На следующий день он никуда не пошел. Его знобило, к пылающей коже было не притронуться, от одной мысли, что он выходит на открытое солнце и погружает свое тело в холодную воду, начинало подташнивать. Из треснутого зеркала на него глядело изумленное, испуганное, ошпаренное существо, подтверждающее теорию о том, что млекопитающие вышли из воды, а точнее, ведут свою родословную от сваренных в кипятке раков. Хозяйки опять не было полдня дома, так что помочь ему было некому. Она появилась только под вечер. Увидев его малиновую физиономию, она сначала долго смеялась, потом побежала к Савченко и принесла бутыль с жидкостью, пахнувшей кефиром, мятой, алое, чем-то еще – неприятным. Он покорно снял свою единственную летнюю розовую бобочку, не стесняясь, с ужасом ожидая прикосновения ее рук. Однако она мазала его спину, грудь, руки, ноги, лицо, едва прикасаясь, нежно, легко, ласково. Через несколько минут ему стало легче, а к наступлению ночи он забыл о своих дневных мучениях.

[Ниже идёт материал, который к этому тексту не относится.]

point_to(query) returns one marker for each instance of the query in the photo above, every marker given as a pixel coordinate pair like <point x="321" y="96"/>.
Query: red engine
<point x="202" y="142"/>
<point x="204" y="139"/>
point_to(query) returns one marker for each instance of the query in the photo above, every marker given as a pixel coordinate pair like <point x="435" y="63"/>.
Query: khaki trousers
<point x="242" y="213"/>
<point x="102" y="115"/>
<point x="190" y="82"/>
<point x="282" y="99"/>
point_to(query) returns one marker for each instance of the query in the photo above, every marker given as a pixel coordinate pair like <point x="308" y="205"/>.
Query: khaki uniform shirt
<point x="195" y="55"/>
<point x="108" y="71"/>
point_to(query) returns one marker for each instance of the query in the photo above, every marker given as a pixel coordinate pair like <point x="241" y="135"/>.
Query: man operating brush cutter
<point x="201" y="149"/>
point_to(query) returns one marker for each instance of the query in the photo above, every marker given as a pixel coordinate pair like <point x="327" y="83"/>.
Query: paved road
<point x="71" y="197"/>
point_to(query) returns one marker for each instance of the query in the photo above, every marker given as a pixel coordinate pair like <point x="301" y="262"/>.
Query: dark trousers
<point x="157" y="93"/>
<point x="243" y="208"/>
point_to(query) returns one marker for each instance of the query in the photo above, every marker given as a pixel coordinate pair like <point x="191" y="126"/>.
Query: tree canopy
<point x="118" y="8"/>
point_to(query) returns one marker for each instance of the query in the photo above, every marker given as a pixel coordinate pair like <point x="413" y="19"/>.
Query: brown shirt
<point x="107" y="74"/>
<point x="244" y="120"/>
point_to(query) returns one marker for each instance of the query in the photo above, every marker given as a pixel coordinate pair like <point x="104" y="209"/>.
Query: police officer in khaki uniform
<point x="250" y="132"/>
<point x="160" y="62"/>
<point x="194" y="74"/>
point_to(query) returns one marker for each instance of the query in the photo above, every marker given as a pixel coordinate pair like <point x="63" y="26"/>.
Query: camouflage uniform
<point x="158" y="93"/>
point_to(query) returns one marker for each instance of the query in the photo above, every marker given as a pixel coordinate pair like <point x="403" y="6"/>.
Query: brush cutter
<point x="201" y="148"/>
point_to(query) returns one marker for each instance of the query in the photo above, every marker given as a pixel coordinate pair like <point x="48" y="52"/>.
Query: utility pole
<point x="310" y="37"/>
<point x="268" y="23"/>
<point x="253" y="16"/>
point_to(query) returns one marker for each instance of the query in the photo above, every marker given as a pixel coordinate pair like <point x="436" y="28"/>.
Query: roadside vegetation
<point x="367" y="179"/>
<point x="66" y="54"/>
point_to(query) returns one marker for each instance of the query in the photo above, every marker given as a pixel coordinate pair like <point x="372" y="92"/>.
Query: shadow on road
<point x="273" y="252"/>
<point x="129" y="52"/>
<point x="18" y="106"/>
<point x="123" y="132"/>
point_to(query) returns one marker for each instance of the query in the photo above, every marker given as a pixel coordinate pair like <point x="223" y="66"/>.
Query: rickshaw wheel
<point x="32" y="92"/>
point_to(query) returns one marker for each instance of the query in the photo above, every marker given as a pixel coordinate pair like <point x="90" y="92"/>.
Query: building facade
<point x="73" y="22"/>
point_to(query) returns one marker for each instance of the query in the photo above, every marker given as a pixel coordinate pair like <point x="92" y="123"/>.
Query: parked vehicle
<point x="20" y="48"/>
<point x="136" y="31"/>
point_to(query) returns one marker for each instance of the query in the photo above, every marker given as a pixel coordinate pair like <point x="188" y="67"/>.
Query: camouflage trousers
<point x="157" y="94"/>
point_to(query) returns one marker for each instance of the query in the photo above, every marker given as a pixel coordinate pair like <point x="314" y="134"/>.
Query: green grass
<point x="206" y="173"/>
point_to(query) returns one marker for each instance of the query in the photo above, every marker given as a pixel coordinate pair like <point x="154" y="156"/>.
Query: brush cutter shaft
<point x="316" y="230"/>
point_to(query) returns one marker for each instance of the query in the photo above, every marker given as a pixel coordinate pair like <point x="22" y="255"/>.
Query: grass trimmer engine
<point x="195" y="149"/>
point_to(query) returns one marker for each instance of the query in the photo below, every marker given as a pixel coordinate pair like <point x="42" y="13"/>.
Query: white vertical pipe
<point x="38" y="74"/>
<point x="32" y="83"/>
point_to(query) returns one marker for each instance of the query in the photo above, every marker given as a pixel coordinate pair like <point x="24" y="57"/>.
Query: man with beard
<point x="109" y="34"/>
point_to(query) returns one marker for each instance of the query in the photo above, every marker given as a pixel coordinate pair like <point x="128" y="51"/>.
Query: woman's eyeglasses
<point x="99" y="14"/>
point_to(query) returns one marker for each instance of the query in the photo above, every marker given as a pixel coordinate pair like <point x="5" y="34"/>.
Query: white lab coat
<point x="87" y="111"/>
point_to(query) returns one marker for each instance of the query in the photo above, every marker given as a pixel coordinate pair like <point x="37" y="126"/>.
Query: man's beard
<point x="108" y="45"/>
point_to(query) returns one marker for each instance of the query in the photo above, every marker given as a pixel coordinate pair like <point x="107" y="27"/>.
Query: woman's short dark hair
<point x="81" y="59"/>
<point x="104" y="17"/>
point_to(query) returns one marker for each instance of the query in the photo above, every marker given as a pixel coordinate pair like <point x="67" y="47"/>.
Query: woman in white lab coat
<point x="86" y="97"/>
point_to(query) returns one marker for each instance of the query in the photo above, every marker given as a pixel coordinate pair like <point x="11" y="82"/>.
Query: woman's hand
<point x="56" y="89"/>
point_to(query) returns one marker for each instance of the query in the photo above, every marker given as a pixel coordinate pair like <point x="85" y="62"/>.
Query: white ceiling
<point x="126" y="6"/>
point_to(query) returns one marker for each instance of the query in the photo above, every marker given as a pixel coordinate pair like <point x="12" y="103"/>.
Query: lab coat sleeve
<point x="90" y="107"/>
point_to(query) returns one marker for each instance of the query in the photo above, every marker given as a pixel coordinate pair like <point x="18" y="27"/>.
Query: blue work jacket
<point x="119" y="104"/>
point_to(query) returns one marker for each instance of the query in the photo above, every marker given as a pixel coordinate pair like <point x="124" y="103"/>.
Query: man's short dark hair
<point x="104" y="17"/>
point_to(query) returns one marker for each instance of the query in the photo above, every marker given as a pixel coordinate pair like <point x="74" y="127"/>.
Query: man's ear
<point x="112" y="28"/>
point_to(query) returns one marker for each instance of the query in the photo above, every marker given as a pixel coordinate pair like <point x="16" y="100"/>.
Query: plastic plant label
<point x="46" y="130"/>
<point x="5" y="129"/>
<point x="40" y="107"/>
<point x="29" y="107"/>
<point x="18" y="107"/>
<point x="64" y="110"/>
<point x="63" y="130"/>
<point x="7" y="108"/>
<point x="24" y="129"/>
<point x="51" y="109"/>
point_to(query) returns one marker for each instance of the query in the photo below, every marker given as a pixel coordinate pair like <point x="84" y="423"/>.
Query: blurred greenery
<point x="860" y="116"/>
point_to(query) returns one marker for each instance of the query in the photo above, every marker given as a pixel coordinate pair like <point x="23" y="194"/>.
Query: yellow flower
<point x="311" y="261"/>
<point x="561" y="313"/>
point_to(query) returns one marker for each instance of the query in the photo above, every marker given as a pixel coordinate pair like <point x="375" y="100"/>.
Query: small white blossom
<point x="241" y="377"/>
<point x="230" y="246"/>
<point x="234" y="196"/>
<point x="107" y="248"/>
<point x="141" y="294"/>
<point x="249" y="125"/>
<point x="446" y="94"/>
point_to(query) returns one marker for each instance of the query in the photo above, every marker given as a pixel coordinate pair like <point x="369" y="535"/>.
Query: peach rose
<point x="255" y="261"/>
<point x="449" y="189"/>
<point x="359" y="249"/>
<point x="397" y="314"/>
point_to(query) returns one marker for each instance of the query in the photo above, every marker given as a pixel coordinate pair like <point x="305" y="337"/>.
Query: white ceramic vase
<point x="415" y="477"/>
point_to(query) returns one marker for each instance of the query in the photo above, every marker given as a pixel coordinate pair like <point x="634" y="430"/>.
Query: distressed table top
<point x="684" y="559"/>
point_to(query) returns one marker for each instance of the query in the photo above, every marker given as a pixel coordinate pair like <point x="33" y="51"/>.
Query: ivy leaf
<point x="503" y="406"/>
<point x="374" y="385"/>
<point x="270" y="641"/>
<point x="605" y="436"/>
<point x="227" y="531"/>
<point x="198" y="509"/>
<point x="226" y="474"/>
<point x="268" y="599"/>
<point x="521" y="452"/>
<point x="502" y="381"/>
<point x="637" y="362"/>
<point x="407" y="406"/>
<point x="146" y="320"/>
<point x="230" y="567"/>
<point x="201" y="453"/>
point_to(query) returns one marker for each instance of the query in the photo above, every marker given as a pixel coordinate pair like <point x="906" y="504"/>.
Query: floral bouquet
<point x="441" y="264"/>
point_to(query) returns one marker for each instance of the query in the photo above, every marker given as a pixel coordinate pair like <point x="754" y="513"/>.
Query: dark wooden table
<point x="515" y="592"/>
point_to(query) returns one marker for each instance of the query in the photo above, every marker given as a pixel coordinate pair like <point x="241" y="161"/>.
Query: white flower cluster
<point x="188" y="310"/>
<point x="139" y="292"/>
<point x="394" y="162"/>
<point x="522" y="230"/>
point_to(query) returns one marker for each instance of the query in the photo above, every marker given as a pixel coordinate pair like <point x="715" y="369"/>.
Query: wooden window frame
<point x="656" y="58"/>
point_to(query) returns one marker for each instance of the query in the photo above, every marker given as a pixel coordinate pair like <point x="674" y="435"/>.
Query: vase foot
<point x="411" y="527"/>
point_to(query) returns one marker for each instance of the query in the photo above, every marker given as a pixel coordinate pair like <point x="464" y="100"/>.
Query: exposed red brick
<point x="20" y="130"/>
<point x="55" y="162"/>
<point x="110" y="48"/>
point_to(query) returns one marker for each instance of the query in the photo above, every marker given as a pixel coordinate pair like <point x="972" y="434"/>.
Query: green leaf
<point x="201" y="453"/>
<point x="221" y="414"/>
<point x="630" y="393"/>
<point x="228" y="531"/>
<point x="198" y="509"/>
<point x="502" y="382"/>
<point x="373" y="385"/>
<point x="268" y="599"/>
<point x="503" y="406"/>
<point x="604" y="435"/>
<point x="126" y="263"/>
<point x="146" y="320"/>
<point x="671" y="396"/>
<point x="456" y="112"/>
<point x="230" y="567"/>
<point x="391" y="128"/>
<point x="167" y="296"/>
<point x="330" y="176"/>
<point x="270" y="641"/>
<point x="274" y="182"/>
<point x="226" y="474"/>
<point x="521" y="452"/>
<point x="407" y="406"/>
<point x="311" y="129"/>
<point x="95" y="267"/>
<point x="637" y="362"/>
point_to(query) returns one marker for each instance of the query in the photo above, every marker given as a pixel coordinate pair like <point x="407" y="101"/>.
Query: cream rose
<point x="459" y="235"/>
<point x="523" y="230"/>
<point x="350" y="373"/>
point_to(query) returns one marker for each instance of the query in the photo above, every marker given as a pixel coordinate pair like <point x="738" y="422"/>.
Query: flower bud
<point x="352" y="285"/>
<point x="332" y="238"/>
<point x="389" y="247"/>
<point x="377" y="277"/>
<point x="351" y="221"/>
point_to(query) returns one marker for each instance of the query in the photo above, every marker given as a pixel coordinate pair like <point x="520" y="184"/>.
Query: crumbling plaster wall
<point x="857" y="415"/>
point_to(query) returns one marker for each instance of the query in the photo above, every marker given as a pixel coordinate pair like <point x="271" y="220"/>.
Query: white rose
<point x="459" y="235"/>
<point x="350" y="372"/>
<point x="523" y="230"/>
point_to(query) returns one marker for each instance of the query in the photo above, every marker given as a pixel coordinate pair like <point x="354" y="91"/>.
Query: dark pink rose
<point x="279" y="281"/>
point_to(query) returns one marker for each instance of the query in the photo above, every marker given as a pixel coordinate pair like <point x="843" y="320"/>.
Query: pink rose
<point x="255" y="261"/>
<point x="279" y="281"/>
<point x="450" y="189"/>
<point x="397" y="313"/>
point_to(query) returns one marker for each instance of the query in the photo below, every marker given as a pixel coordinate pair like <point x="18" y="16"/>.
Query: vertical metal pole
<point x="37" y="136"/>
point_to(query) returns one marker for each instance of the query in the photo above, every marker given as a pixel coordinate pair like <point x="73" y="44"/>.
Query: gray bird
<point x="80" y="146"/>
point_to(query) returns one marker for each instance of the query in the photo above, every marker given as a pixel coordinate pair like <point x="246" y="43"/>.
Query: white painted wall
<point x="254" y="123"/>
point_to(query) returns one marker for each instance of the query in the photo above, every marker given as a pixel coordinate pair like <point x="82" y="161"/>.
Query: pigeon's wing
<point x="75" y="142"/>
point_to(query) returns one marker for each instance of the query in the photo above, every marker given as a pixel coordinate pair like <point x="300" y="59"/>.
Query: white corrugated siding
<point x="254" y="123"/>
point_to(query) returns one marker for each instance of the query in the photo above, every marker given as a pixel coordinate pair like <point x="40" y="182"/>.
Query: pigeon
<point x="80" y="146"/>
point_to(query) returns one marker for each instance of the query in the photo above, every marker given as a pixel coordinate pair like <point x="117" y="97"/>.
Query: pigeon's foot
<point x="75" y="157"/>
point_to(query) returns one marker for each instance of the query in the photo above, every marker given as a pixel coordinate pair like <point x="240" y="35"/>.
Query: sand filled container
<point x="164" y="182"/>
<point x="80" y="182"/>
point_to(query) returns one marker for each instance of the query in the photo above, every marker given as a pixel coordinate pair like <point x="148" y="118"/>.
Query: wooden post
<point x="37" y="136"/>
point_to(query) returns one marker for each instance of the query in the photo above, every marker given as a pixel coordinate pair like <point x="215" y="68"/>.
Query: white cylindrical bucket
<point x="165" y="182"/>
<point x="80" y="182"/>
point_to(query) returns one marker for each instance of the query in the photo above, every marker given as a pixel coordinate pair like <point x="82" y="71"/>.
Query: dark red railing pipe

И опять он сидел и ждал ее, но она не выходила ни через сорок минут, ни через час. Он было отчаялся – оказалось, что именно это мгновение было единственно важным, оно составляло цель его нынешнего существования. Где-то очень глубоко внутри ему было стыдно за себя, он в который раз разочаровывался в себе, и было ему смутно омерзительно, что он так быстро – всего пять месяцев прошло – всё забыл, всё предал – себя, в первую очередь, свои чувства, мысли, уверения, убеждения, а убеждения казались ему еще совсем недавно – в поезде, во время мучительных ночных бдений – непоколебимыми и заключались они в том, что никогда не сможет он ни забыть ее – Асю, ни заменить ее даже в своих мыслях, и личная жизнь его закончилась окончательно и бесповоротно… «В лунном сиянии…» Но он сидел и ждал, и ничего он не мог поделать с собой и не хотел. Когда он понял, что надежд нет, она вышла и села рядом с ним. Он что-то хотел сказать, но понял, что всё будет некстати, пошло, примитивно. Наэлектризованное напряженное молчание, казалось, продолжалось бесконечно. Потом она встала и, не говоря ни слова, медленно пошла к дому. Он так же молча последовал за ней.
«Вдоль по дороге троечка мчится».
………………………………………
…Когда маленький Николенька как-то спросил у мамы, откуда он взялся, Тата ответила, смеясь и сдувая нависшую прядь светло-каштановых волос: из бутылки с кефиром, которую взяла у соседей – у Савченко.